Queda poco para las elecciones y son muchos los indecisos. Hace cierto tiempo se hablaba de fidelidad de voto, del suelo que tenían determinados partidos y de los obstáculos para que alguien cambiara sus preferencias electorales. Hoy todo eso ha saltado por los aires, instalados en una sociedad líquida, para usar la metafórica expresión de Zygmunt Bauman. Algo tendrá que ver en ello el incumplimiento sistemático de las promesas electorales, las expectativas frustradas, las esperanzas rotas, la falta de perspectiva de cambios. Eso, a la derecha, no le preocupa, porque no mira hacia adelante. Los conservadores viven en un perpetuo anhelo del pasado que, al menos en sus discursos, siempre fue mejor. Ven el presente como el resultado de un proceso degenerativo de la creación inicial o de cualquier otro punto idealizado en el tiempo. Por ejemplo, la herida de Wifredo el Velloso.

Pero la autodenominada izquierda, ¡ay la izquierda!, durante un tiempo vendió que era capaz de transformar las cosas y mejorar las situación de los más. Ya no. Sobre todo, porque cuando ha gobernado, no siempre ha transformado en profundidad, aunque haya que atribuirles las escasas mejoras que se han producido. Si fuera por la derecha ni siquiera se habrían universalizado los antibióticos. De hecho, ya anda empeñada en privatizarlos, junto al resto de la sanidad. Después de todo, si la gente se muere es, dicen, voluntad de Dios. ¿Quién es el hombre para enmendarle la plana?

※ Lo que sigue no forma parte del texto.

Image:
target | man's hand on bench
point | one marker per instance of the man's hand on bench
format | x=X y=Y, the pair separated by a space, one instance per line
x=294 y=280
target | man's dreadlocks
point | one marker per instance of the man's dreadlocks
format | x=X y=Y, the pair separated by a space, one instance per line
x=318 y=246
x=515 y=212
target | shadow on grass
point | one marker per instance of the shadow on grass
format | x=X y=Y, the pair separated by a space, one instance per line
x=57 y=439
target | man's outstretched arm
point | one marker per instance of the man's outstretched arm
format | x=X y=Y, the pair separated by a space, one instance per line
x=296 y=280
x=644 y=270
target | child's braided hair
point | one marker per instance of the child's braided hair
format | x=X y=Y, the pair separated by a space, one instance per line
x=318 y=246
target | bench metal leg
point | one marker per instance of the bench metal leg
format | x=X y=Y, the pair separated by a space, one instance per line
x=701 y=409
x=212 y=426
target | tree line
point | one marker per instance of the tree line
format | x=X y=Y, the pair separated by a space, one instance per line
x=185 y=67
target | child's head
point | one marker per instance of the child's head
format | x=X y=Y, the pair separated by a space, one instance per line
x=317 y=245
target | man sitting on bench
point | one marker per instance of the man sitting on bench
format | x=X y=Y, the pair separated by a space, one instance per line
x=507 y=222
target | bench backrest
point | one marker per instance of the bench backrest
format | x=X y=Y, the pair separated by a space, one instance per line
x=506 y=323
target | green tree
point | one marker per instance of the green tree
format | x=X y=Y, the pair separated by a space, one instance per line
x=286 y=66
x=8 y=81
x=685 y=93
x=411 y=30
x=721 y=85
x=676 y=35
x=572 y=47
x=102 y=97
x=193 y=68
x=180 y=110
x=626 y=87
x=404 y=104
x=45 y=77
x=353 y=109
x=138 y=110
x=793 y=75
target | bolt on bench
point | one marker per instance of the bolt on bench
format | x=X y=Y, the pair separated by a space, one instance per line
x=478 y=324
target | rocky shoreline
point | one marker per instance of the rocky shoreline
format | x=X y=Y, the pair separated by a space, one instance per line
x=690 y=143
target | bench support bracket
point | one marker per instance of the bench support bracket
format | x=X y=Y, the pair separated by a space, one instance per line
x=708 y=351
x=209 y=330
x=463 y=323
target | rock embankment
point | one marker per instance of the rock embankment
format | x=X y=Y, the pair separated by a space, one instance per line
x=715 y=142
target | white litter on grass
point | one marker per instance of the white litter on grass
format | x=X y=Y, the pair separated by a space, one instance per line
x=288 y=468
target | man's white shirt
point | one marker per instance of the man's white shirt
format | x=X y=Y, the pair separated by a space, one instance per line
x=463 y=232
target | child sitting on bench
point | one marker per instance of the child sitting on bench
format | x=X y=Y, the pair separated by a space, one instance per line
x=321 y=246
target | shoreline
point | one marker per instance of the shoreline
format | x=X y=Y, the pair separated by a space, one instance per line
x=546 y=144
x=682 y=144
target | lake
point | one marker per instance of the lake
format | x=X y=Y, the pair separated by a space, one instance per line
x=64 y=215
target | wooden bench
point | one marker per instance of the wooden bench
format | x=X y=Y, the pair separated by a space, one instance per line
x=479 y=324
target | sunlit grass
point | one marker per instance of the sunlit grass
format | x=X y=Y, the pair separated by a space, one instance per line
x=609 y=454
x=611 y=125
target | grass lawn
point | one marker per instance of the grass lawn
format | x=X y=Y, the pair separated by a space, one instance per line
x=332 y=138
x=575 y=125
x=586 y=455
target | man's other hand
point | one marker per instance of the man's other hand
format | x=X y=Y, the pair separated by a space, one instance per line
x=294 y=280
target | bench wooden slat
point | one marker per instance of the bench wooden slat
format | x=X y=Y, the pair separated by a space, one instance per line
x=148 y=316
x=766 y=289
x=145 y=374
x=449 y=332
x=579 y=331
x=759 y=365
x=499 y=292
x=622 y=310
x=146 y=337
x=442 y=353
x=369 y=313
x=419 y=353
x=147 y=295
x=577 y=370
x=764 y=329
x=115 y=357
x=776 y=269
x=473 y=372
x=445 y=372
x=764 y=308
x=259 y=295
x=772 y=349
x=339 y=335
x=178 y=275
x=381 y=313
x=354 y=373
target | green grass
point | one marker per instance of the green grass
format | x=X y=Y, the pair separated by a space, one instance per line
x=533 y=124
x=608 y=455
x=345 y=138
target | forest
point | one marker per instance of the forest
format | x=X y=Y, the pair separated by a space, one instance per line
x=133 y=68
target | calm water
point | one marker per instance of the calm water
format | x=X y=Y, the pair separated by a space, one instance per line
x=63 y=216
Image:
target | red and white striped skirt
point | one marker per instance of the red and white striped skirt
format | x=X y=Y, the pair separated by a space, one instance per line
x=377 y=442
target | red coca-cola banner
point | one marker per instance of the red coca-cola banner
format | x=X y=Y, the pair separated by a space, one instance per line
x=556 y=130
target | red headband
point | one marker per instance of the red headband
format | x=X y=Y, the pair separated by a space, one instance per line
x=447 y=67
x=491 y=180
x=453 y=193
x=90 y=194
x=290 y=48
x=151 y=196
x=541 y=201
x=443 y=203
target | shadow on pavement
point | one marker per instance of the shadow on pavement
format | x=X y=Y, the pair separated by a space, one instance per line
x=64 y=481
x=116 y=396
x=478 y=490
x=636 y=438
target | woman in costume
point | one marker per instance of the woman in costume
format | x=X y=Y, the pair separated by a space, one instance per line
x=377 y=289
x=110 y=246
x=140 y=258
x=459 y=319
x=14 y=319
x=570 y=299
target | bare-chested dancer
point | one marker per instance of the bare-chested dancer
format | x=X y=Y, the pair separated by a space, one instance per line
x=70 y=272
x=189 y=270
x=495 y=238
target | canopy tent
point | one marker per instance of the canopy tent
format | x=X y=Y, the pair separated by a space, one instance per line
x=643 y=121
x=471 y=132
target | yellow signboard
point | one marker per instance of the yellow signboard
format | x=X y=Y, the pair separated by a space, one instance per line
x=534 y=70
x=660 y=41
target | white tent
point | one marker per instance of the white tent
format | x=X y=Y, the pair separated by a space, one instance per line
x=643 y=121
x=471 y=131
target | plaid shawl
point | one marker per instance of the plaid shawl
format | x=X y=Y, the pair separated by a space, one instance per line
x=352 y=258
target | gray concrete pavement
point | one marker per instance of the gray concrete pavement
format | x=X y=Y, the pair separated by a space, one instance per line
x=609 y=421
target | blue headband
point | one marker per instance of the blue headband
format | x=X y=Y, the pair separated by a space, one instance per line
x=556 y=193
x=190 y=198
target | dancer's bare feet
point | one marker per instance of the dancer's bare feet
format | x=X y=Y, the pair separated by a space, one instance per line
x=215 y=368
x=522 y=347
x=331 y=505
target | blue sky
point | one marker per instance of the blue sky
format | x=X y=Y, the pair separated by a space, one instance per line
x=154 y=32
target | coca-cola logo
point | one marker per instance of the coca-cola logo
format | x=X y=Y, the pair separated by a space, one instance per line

Esa quiebra del futuro, de la confianza en un futuro mejor, está detrás de muchos votos indecisos. Indecisos por reflexivos, no por indolencia. Quien más directamente vive el problema en Barcelona es Ada Colau. Sabe que su principal enemigo es que la abandonen muchos de los que la votaron en las pasadas elecciones, que se queden en casa o, si hace buen tiempo, se vayan a la playa. Tiene a favor que casi ninguno de los otros candidatos puede dar una sola razón para apropiarse de ese voto. Colau no ha gobernado bien, pero ¿qué puede esperarse de un Collboni que en la pasada legislatura se quejó de que los comunes rompieran el pacto de gobierno y en esta no ha encontrado mejor modo de marcar paquete que romperlo él? Collboni sabe que es el candidato de Illa y de Pedro Sánchez. O se agranda a su lado o ayuda a hundirlos, por eso ambos le darán su apoyo con la misma falta de fe que muchos de sus votantes.

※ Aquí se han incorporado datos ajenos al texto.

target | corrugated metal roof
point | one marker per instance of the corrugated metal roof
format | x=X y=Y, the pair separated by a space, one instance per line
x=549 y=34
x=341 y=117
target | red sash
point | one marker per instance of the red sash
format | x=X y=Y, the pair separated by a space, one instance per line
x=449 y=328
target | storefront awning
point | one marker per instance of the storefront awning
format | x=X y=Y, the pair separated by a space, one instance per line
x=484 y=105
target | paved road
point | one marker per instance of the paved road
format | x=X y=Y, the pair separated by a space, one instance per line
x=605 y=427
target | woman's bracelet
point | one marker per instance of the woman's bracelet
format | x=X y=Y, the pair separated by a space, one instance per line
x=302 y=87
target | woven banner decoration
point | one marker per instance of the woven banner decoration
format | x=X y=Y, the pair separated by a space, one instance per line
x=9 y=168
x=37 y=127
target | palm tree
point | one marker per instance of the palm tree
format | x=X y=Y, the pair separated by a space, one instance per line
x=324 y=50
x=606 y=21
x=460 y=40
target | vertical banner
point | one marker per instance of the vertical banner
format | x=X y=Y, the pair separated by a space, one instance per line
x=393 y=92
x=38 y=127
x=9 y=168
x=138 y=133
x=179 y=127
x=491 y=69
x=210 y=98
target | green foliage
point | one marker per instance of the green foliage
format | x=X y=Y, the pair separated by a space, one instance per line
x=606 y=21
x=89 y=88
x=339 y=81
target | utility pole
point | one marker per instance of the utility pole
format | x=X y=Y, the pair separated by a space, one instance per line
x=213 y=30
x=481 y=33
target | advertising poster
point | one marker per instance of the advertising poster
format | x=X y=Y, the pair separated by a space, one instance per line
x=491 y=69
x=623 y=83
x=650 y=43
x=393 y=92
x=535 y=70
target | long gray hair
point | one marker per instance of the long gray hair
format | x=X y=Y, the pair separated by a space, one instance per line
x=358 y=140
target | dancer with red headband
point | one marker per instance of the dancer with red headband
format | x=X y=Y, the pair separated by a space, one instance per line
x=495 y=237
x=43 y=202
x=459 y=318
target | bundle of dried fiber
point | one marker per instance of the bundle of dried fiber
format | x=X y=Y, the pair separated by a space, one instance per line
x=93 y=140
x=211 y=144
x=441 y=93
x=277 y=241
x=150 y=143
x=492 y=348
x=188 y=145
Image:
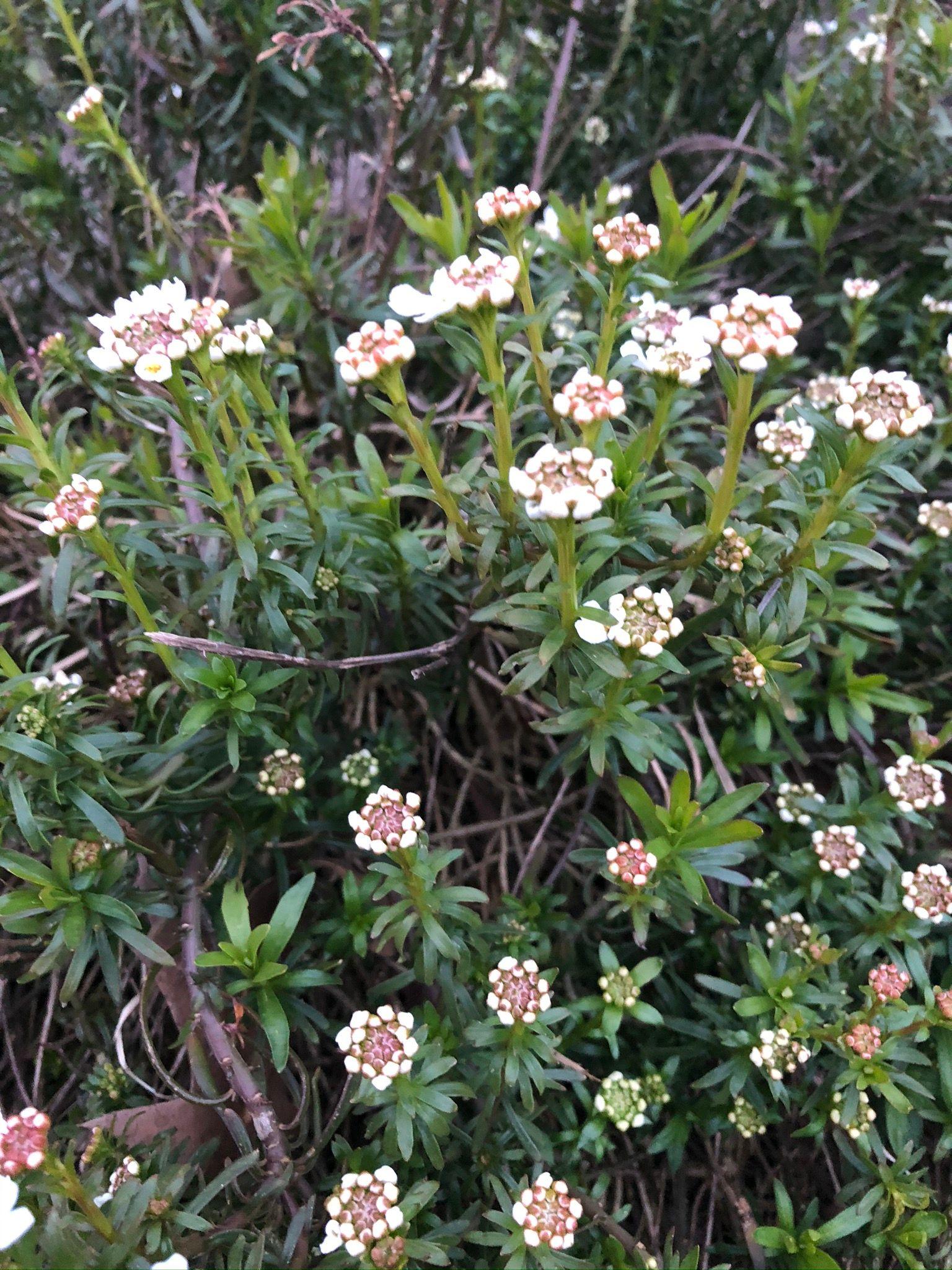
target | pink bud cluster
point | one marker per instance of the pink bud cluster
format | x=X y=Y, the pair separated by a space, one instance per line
x=889 y=982
x=389 y=821
x=517 y=992
x=547 y=1214
x=379 y=1046
x=863 y=1039
x=23 y=1142
x=587 y=399
x=630 y=864
x=371 y=350
x=753 y=328
x=558 y=484
x=625 y=239
x=501 y=206
x=75 y=507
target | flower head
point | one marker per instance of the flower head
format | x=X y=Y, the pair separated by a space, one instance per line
x=23 y=1142
x=562 y=483
x=372 y=350
x=389 y=821
x=14 y=1222
x=501 y=206
x=936 y=516
x=75 y=507
x=839 y=850
x=621 y=1099
x=914 y=785
x=889 y=982
x=281 y=774
x=630 y=864
x=587 y=398
x=731 y=551
x=785 y=441
x=489 y=281
x=84 y=110
x=863 y=1039
x=880 y=404
x=625 y=239
x=860 y=288
x=644 y=621
x=379 y=1046
x=547 y=1214
x=746 y=1118
x=862 y=1119
x=778 y=1053
x=928 y=893
x=517 y=992
x=362 y=1210
x=359 y=769
x=753 y=328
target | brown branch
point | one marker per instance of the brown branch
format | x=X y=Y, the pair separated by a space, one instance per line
x=207 y=647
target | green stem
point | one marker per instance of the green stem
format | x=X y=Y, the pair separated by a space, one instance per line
x=300 y=474
x=394 y=386
x=565 y=557
x=826 y=513
x=610 y=322
x=485 y=328
x=205 y=454
x=73 y=40
x=523 y=288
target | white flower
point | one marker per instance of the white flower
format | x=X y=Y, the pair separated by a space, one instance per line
x=14 y=1222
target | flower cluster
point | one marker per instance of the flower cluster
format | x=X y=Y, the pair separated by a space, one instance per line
x=928 y=893
x=248 y=339
x=863 y=1039
x=517 y=993
x=359 y=769
x=644 y=621
x=23 y=1142
x=362 y=1210
x=731 y=551
x=620 y=1098
x=790 y=798
x=562 y=483
x=748 y=671
x=860 y=288
x=379 y=1046
x=488 y=281
x=914 y=785
x=547 y=1214
x=936 y=516
x=86 y=104
x=372 y=350
x=619 y=988
x=587 y=398
x=75 y=507
x=130 y=687
x=281 y=774
x=839 y=850
x=778 y=1053
x=626 y=238
x=389 y=821
x=889 y=982
x=501 y=206
x=630 y=864
x=880 y=404
x=790 y=929
x=861 y=1122
x=152 y=329
x=746 y=1118
x=753 y=328
x=785 y=441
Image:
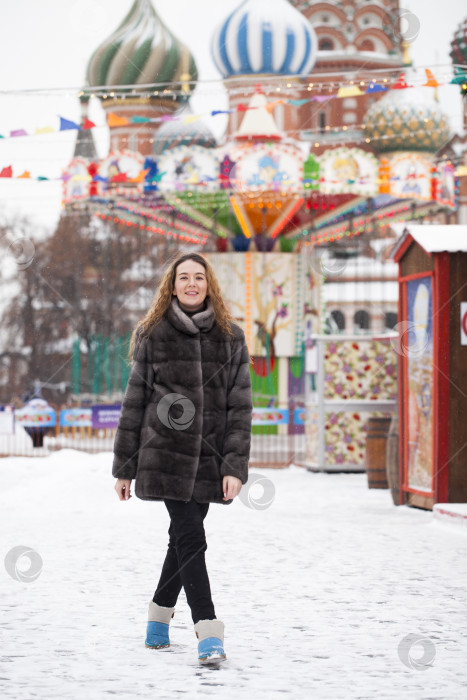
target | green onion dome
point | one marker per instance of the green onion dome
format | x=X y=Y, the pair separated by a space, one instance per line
x=459 y=44
x=143 y=51
x=406 y=120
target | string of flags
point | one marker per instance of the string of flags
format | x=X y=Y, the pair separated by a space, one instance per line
x=351 y=90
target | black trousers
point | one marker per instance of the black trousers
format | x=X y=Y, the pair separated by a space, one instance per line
x=185 y=563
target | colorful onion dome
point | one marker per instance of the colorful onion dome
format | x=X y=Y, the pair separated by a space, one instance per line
x=264 y=37
x=142 y=51
x=183 y=133
x=459 y=44
x=406 y=120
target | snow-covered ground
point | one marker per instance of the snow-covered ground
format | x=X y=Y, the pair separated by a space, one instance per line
x=324 y=593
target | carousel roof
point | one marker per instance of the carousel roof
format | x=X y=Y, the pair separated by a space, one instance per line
x=406 y=120
x=264 y=37
x=142 y=50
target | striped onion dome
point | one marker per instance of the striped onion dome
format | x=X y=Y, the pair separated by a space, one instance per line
x=264 y=37
x=179 y=133
x=459 y=44
x=142 y=50
x=406 y=120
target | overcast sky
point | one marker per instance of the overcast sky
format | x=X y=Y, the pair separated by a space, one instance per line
x=47 y=44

No parece razonable que quien votó hace cuatro y ocho años a Ada Colau opte por un Ernest Maragall  que ha dilapidado la cosecha de las últimas elecciones. Una parte porque Pere Aragonés, necesitado de apoyos que Junts le niega, se ha acercado al PSC, descolocando a su candidato a la alcaldía barcelonesa; otra parte porque él mismo ha adoptado un discurso sobre la ciudad que se parece muchísimo al de los socialistas. Casi lo peor que le podía pasar, porque pocas alforjas se necesitaban para un viaje que le llevó a abandonar el PSC, si ahora se acerca a él hasta confundirse.

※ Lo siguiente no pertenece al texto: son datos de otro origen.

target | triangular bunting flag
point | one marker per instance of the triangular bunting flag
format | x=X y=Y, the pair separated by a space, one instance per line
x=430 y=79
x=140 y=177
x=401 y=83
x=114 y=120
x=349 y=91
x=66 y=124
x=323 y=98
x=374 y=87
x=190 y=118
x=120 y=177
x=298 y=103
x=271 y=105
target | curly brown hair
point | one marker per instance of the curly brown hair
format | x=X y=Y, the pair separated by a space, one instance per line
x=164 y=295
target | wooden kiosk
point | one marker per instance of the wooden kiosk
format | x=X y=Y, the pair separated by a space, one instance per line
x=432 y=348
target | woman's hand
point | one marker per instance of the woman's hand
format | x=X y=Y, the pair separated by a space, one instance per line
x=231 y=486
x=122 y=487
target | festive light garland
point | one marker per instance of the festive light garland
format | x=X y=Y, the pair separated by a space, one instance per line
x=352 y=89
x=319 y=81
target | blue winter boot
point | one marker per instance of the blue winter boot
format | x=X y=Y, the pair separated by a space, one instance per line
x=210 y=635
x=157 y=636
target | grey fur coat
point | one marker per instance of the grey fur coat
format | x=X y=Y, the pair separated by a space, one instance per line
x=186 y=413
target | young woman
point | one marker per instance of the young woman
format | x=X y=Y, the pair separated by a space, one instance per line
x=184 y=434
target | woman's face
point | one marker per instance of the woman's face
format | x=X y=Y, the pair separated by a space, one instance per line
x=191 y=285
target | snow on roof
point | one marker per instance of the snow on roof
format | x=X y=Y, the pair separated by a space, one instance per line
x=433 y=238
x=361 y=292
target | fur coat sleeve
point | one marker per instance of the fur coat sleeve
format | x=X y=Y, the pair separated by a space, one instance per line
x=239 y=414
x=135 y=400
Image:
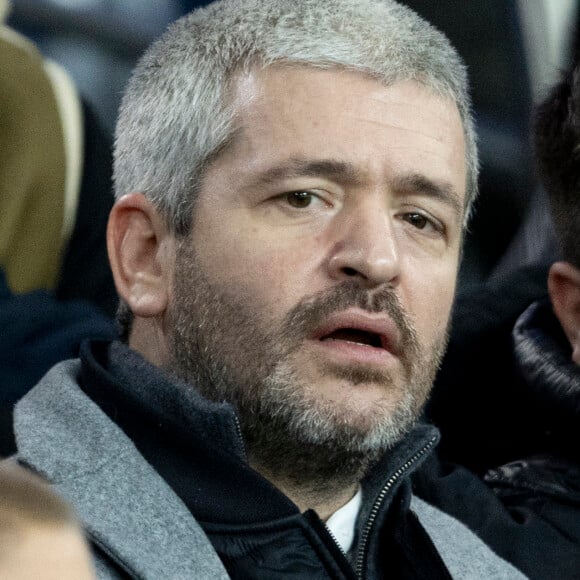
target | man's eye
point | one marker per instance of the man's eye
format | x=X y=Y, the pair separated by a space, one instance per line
x=300 y=199
x=416 y=219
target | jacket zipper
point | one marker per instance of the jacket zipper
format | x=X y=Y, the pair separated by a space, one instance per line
x=361 y=556
x=240 y=438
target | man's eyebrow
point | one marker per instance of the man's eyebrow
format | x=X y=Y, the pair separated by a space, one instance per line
x=335 y=170
x=441 y=190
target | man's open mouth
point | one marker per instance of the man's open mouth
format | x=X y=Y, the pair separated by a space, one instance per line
x=362 y=329
x=355 y=336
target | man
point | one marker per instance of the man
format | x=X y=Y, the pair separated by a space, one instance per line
x=292 y=183
x=39 y=535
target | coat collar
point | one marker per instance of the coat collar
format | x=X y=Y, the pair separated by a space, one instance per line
x=126 y=508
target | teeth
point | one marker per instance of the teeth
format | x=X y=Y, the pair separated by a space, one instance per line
x=350 y=342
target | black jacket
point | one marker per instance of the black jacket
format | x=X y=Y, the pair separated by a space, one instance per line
x=258 y=533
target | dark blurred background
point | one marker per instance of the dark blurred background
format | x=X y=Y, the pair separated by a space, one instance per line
x=514 y=51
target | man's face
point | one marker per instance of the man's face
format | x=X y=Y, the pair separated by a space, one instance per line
x=315 y=288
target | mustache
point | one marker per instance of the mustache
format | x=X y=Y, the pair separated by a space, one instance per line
x=309 y=314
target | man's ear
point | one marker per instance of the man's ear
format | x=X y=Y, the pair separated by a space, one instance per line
x=141 y=252
x=564 y=289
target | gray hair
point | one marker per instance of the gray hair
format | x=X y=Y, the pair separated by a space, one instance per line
x=175 y=117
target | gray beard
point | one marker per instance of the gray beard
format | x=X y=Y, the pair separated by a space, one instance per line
x=226 y=348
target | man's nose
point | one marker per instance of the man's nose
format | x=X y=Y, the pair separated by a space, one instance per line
x=366 y=248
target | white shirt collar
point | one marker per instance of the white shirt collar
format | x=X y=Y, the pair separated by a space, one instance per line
x=342 y=522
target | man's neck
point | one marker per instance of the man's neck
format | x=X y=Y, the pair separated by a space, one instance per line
x=323 y=501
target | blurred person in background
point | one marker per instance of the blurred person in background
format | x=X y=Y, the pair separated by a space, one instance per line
x=55 y=195
x=526 y=374
x=39 y=535
x=293 y=184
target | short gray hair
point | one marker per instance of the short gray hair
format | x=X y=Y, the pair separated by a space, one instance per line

Xavier Trias, el otro candidato con posibilidades de sacar tajada de la liquidez del presente, tiene plomo en las alas. Y cuando pretende soltar lastre y parece que remonta el vuelo, ahí está la muy pesada carga de Laura Borràs. Pasarse de Colau a Borràs sería, para un votante de los comunes, un bandazo. La presidenta de Junts podrá decir lo que quiera (y Trías alargar su silencio hasta el infinito) pero no ha sido condenada por independentista, sino por ser corrupta. La corrupción es una etiqueta asociada a Convergència desde hace muchos, muchos años. Trias sólo puede captar el voto de aquellos que piensen que no importa que alguien se corrompa, siempre que sea “de los nuestros”.

Los otros partidos (PP, Vox, Ciutadans, Valents y la CUP) no dejan de ser comparsas. Aguantará el PP porque, por bajo que sea, tiene un suelo de votos inamovible y, además, este año recuperará electorado que se llevó Ciutadans, siempre que no se vaya a Vox. Difícilmente alguien dejará de votar a Colau para arrojarse en brazos de cualquiera de ellos, sobre todo porque se les percibe como mancos, en el sentido de que su labor nace ya disminuida. Unos, porque no tendrán fuerza suficiente; otros, como la CUP, porque se esfuerzan en mantenerse en la inutilidad. Salvo en Berga, donde florecen a la sombra de la Patum. Pero en Barcelona, la Patum sólo es un atracción para un fin de semana turístico. Lo que se busca es un equipo de gobierno.